The OSF scholarships, designed to recognize “outstanding individuals who have the potential to become leading practitioners” in their chosen fields, provide half the students’ tuition, airfare and room and board, while the JMSC provides the other half. The recipients include Vannarin Neou and Monory Sarom from Cambodia; Chandi Raj Dahal, Sushmita Dawadi, Dikshya Karki, Aayush Niroula, Chahana Sigdel and Deepa Woli from Nepal; and Phuntsho Choden from Bhutan.
“Media in Bhutan is relatively new,” said Choden, who was named Bhutan’s investigative reporter of the year in 1999 and later worked as a media attache for the country’s prime minister. “It’s only 16 years old. It was 1999 when TV and the Internet were introduced.”
She noted that Bhutan does not have a formal diplomatic ties with China. “I wanted to come to the JMSC in Hong Kong because I thought it would be the best place to learn about the area and the rise of China,” she said. “I hope to get first-hand experience of the SAR and China so I can cover the region better.”
Aayush Niroula, one of the Nepalese students, has been working as a journalist for a couple of years already, but said he chose the JMSC programme to learn how to combine writing, film, and video into multi-dimensional multimedia reports to tell the stories of a place like Nepal.
“The Open Society Foundations are trying to promote free and fair and transparent reporting in my country,” Niroula said. “I think that is good and that’s why I want to go back and work and practice what we are going to study here.
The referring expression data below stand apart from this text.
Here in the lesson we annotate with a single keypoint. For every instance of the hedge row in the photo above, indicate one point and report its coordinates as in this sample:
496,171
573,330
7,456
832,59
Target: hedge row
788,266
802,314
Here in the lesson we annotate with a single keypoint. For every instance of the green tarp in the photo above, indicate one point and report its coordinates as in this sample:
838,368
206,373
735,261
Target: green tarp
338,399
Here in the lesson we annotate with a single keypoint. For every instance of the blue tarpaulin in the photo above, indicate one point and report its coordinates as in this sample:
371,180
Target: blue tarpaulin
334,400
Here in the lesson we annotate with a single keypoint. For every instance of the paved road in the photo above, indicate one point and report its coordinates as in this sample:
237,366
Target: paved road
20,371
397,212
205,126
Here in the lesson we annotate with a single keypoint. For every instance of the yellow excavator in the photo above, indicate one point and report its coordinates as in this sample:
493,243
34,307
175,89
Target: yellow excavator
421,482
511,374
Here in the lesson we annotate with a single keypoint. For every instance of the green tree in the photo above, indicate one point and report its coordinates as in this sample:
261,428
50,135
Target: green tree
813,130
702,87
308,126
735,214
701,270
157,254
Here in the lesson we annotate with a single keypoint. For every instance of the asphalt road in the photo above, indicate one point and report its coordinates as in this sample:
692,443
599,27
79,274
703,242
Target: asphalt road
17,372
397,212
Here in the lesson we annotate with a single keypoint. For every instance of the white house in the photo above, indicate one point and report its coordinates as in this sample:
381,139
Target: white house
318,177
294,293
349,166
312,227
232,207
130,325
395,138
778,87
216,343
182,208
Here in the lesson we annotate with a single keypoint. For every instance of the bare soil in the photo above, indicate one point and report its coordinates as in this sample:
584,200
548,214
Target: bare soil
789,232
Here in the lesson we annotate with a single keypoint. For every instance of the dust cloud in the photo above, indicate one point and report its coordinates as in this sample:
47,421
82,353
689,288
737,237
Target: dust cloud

Hopefully, it will benefit my home country.”
Chahana Sigdel, also from Nepal, said the international diversity of JMSC students was one of the main attractions for her.
“It’s not just about the courses but also about the people you meet and having access to different networks and learning about different cultures,” she said. “This is a great place to do that.”
The new class also includes students from Hong Kong, mainland China, Macau and Taiwan; South Korea, India, Malaysia and Mongolia; Norway, France, Ireland, Portugal, Italy and Russia; Canada and the United States; and Australia and Zambia.